Le 12 décembre 1821, naît à Rouen celui qui deviendra l’un des romanciers les plus exigeants et les plus influents de la littérature française : Gustave Flaubert. Enfant sensible, solitaire et déjà passionné de lecture, il grandit dans l’enceinte même de l’Hôtel-Dieu où son père est chirurgien-chef. Cette proximité précoce avec la souffrance humaine, et l’ennui profond que lui inspire la vie provinciale, nourrissent une imagination ardente qui ne cessera d’exiger une discipline absolue. Flaubert, qui se définit lui-même comme « un homme-plume », consacrera sa vie au culte du style, au point de faire de l’exactitude et de la rigueur une véritable éthique littéraire.

Un début de vie marqué par les révélations et les ruptures

Très tôt, Flaubert affirme son aspiration à devenir écrivain. À quinze ans, il découvre la passion amoureuse en rencontrant Élisa Schlésinger, dont l’image obsédante inspirera plus tard l’Éducation sentimentale. Renvoi du collège, voyages initiatiques, premières œuvres lyriques nourries de romantisme : le jeune homme cherche sa voie mais refuse déjà toute médiocrité. En 1844, une crise nerveuse aujourd’hui identifiée comme épileptique interrompt brutalement ses études de droit. Libéré de toute obligation professionnelle, il se retire à Croisset, près de la Seine, où il pourra enfin se consacrer entièrement à l’écriture.

C’est là qu’il commence à élaborer une conception austère et presque monastique de son art. « Je ne ferai que dire la vérité, mais elle sera horrible, cruelle et nue », écrit-il. Cette exigence, Flaubert la pousse jusqu’au sacrifice, passant des heures à retravailler une phrase, testant à voix haute son rythme dans son célèbre « gueuloir ».

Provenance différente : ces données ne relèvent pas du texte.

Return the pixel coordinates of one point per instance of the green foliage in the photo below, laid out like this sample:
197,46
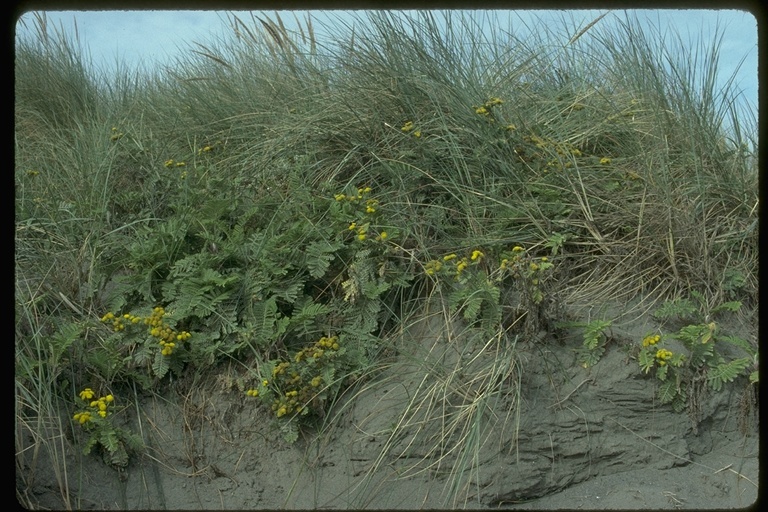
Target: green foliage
705,353
594,340
95,417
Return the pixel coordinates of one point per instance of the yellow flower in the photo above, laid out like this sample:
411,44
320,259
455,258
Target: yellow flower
82,417
651,340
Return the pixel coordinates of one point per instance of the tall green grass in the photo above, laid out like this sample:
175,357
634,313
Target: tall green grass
609,146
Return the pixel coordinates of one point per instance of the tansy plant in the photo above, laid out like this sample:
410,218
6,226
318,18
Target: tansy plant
705,355
163,345
95,418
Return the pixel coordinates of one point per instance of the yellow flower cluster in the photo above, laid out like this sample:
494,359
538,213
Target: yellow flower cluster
663,355
288,376
98,406
166,336
460,264
521,265
651,340
371,205
432,267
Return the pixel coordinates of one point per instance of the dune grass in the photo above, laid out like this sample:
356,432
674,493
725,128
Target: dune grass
205,188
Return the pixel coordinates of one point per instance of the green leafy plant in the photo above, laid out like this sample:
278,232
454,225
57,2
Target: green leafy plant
160,349
95,417
705,357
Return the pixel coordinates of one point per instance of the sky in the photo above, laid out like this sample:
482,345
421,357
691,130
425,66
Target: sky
153,38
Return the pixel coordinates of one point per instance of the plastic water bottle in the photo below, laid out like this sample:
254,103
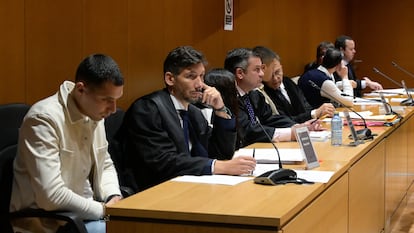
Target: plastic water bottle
336,130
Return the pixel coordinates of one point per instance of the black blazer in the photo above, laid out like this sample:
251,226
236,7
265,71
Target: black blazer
250,133
154,143
351,76
298,109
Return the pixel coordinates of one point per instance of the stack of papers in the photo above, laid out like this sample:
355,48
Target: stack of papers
319,136
266,155
368,116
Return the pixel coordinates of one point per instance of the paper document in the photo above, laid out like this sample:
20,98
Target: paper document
319,136
364,114
269,155
213,179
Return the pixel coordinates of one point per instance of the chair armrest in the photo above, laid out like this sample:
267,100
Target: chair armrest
74,221
126,191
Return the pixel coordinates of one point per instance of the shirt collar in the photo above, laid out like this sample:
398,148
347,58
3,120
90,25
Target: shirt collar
240,91
324,70
69,103
177,105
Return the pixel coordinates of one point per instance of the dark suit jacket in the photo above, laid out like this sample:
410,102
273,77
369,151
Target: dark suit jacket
313,95
154,142
351,76
298,109
251,133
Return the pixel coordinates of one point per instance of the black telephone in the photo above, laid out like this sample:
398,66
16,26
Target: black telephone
280,176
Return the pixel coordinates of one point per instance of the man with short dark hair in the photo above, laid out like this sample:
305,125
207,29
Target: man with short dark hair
62,161
247,68
285,97
165,134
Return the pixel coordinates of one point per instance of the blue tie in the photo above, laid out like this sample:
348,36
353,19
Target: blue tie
249,108
184,117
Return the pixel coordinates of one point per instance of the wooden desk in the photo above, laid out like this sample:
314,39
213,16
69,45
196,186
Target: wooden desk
364,195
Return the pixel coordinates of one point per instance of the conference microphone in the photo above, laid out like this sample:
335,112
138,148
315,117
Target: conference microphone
402,69
362,134
278,176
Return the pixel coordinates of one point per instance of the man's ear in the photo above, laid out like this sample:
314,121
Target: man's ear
80,87
169,78
239,73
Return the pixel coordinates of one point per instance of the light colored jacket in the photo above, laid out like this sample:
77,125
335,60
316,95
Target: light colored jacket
58,150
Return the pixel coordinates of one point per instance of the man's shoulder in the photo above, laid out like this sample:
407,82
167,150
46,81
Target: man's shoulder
49,106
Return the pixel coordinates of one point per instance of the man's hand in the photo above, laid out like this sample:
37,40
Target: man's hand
325,109
240,165
113,200
373,85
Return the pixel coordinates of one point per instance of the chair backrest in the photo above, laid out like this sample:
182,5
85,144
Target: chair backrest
112,126
11,117
7,156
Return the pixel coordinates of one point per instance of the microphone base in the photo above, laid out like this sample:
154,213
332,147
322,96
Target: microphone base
364,134
278,176
407,102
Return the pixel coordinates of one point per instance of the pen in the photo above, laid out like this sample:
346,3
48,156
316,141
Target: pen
319,118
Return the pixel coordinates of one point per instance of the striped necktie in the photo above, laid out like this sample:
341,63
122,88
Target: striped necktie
249,108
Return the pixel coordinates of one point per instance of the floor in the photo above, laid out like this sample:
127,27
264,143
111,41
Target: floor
406,221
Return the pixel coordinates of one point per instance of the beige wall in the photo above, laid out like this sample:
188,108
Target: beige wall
43,41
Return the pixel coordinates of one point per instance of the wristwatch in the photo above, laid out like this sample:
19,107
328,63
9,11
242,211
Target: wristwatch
224,109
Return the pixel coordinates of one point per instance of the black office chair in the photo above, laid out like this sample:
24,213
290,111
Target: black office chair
112,126
11,117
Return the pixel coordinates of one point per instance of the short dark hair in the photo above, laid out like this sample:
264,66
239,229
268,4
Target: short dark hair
322,47
238,58
97,69
340,41
182,57
266,54
332,58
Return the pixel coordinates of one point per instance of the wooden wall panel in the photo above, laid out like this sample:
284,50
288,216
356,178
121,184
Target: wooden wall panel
50,38
105,30
383,33
146,25
12,63
53,36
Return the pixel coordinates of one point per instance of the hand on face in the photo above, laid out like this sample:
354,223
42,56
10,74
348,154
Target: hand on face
342,71
325,109
373,85
211,97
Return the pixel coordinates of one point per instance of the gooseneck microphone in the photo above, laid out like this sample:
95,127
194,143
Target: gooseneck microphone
271,141
278,176
363,134
402,69
409,100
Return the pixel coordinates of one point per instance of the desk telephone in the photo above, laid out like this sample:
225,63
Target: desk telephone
280,176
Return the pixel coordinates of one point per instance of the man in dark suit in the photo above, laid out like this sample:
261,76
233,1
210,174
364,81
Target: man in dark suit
166,136
283,95
347,47
247,68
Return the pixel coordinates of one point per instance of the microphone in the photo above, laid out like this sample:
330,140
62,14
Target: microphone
386,76
363,134
278,176
409,100
402,69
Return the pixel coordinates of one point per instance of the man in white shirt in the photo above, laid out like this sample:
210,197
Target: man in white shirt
62,161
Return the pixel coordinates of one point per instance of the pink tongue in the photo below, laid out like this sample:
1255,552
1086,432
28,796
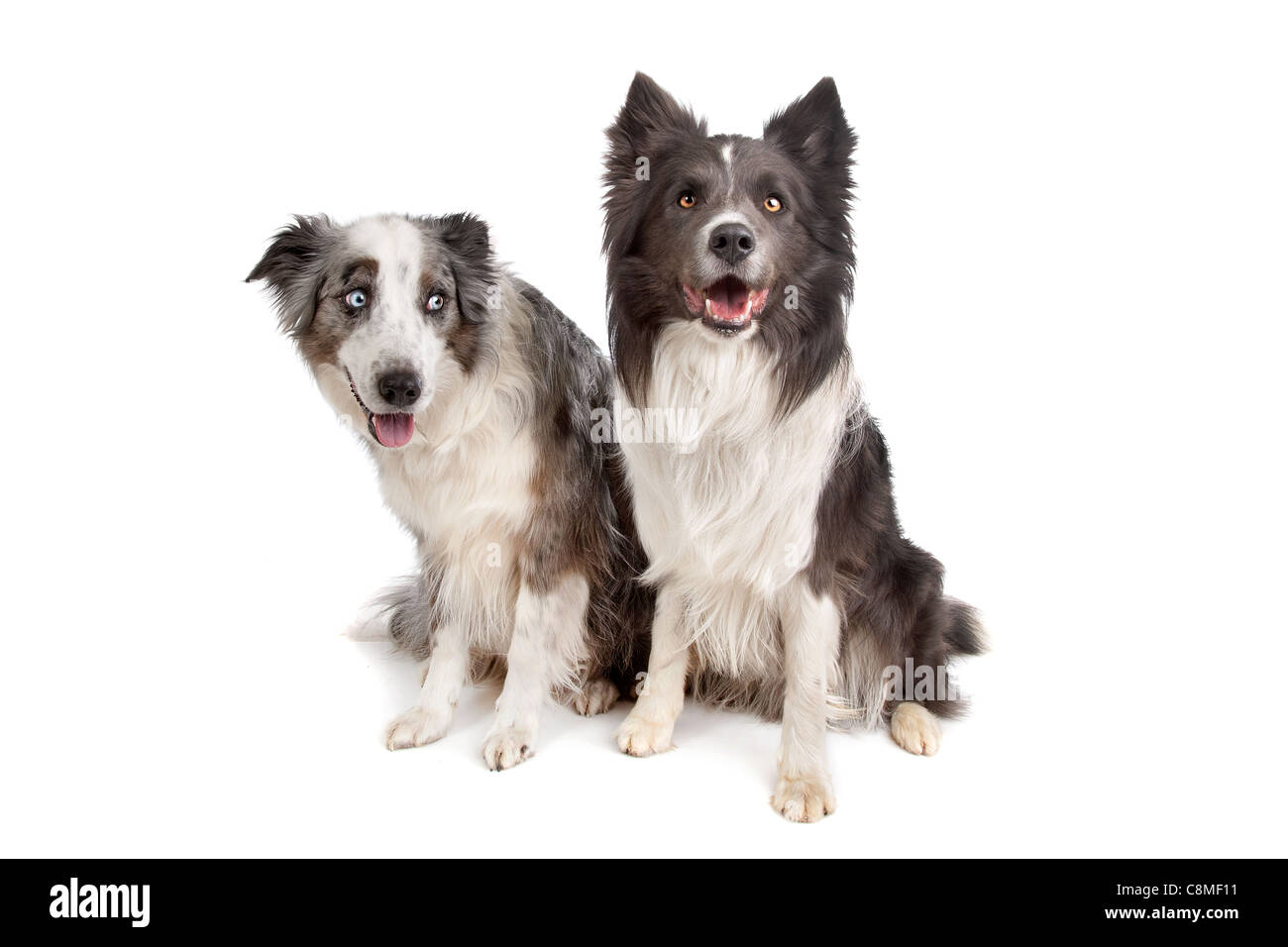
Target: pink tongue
393,431
728,300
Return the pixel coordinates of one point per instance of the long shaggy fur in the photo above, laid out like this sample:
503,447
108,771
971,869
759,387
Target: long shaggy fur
789,483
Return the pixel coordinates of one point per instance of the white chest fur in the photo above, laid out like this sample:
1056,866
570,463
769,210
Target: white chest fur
728,517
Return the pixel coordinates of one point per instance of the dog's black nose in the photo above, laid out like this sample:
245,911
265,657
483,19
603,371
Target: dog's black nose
399,388
730,243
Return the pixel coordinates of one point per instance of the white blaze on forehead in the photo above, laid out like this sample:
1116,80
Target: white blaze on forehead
394,330
394,243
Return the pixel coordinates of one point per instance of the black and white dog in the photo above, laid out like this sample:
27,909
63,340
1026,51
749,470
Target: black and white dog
784,579
476,397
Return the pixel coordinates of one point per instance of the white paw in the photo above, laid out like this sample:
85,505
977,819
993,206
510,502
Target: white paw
507,748
914,729
595,697
804,799
642,737
416,728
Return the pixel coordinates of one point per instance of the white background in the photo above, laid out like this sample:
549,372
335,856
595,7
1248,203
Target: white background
1069,320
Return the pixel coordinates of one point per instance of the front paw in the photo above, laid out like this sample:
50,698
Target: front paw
804,799
914,729
416,728
639,736
507,748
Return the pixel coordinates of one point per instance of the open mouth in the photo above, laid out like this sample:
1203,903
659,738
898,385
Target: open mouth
391,431
726,305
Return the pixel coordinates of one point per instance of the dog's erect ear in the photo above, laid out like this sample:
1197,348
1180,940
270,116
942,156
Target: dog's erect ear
648,116
292,266
812,129
649,120
473,266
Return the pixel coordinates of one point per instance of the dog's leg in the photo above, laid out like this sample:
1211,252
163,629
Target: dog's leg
811,631
548,631
661,697
445,677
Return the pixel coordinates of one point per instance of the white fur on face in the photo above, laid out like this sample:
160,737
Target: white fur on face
394,333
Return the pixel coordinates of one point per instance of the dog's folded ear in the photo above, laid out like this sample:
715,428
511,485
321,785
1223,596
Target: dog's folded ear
473,265
292,266
812,129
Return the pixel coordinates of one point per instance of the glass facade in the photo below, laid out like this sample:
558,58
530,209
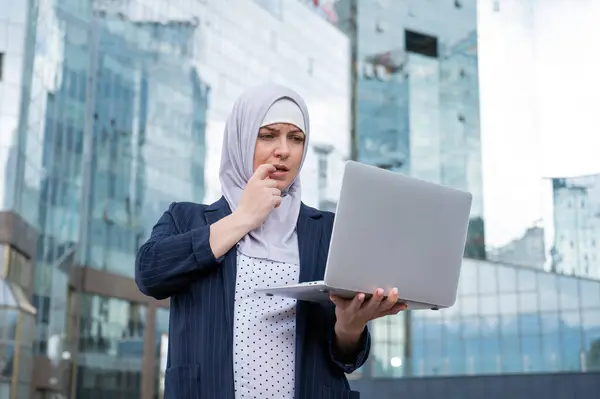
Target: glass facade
110,111
419,114
162,346
111,340
418,96
507,319
576,249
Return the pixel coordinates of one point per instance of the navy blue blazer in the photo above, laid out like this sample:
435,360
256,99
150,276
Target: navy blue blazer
177,262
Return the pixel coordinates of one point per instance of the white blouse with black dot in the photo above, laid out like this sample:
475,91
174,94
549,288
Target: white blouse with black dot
264,330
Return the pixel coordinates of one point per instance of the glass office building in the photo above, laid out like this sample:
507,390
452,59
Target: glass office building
419,114
576,249
110,111
507,319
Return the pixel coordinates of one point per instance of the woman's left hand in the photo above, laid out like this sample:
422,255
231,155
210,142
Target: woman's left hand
352,315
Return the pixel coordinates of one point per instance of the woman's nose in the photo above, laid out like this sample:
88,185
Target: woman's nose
283,148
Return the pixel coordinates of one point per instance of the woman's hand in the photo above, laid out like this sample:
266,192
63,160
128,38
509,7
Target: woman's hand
260,197
352,315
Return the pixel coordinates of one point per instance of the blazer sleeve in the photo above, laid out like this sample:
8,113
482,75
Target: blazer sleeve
347,364
169,260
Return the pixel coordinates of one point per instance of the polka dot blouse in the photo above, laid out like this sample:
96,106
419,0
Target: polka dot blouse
264,331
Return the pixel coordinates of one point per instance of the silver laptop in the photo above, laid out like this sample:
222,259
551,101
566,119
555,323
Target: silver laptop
392,230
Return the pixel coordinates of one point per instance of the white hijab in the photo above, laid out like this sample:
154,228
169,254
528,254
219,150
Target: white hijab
276,239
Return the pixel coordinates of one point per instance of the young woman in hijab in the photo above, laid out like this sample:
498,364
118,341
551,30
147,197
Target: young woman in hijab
225,341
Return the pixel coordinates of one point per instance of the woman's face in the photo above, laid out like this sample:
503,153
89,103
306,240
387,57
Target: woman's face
282,145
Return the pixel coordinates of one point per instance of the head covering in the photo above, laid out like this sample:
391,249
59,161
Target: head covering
276,239
284,110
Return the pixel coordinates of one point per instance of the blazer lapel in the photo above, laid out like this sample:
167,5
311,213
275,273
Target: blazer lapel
309,240
214,213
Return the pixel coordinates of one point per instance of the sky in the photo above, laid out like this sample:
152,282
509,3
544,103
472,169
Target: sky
539,99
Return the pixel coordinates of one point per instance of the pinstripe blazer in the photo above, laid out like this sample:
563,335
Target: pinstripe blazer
177,262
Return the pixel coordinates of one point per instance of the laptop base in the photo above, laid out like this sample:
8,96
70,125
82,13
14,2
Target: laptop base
318,291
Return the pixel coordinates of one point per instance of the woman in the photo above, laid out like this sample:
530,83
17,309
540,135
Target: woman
225,341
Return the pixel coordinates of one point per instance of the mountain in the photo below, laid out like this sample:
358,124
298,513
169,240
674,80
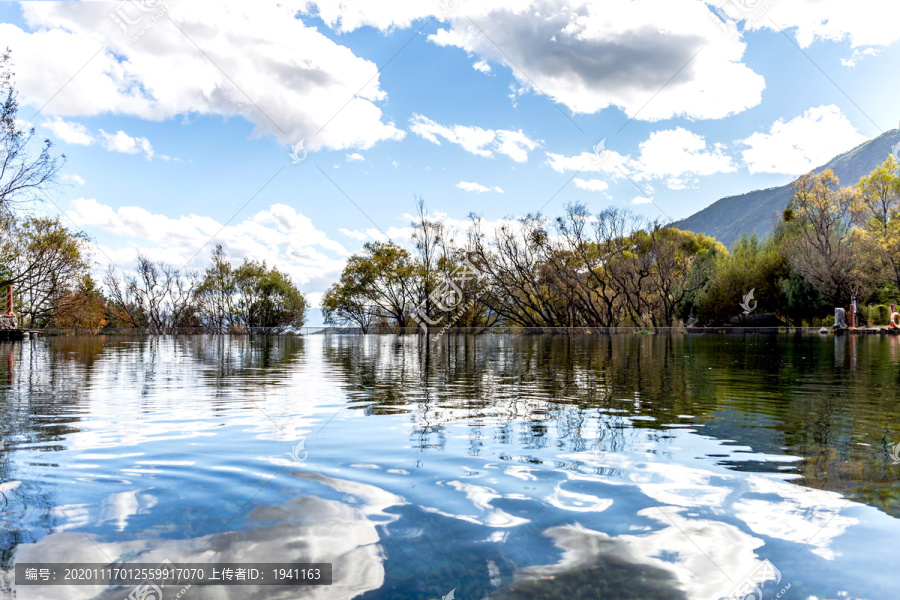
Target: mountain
727,219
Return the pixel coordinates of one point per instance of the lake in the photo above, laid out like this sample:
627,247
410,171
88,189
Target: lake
471,467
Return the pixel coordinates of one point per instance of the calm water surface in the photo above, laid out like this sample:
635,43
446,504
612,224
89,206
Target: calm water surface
499,467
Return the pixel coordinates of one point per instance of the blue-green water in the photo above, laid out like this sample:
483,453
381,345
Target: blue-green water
497,467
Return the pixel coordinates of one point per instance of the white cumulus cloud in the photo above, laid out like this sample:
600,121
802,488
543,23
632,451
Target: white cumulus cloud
593,185
480,142
801,144
670,155
69,131
471,186
280,235
124,143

L’entrée fracassante dans la modernité littéraire

En 1851, revenu d’un long voyage en Orient avec Maxime du Camp, Flaubert entreprend le roman qui révolutionnera le genre : Madame Bovary. Inspiré d’un fait divers normand, rédigé avec une minutie presque scientifique, le livre impose une nouvelle manière d’écrire : pas de sujets nobles ou ignobles, mais l’observation implacable du réel, la distance du narrateur, la perfection d’un style qui se veut impersonnel.

Publié en 1856, le roman provoque un scandale et vaut à son auteur un procès pour immoralité. Acquitté, Flaubert voit son œuvre couronnée de succès : le réalisme vient de trouver son maître.

Il poursuit avec Salammbô (1862), fresque antique nourrie d’érudition, puis avec une réécriture monumentale de L’Éducation sentimentale (1869), roman de la désillusion politique et amoureuse. Son ambition, immense, est de faire tenir chaque livre « comme la terre en l’air, par la seule force interne du style ».

Les dernières années : désillusions, rigueur et héritage

Après 1870, Flaubert traverse une période sombre : la mort de ses proches, des difficultés financières, la maladie. Il publie malgré tout La Tentation de saint Antoine (1874) et les Trois Contes (1877), chefs-d’œuvre de concision et d’équilibre. Il consacre enfin ses forces à Bouvard et Pécuchet, satire encyclopédique de la bêtise humaine, qu’il laisse inachevée à sa mort, le 8 mai 1880.

Solitaire, austère, intransigeant, Flaubert laisse une œuvre dont l’impact est immense. Sa recherche obsessionnelle du mot juste inspirera Maupassant, marquera profondément Proust et influencera durablement les romanciers du XXe siècle. « Madame Bovary, c’est moi », disait-il phrase peut-être apocryphe, mais qui résume à la perfection ce mélange de lucidité, de désespoir et de passion qui fait de lui un géant de la littérature.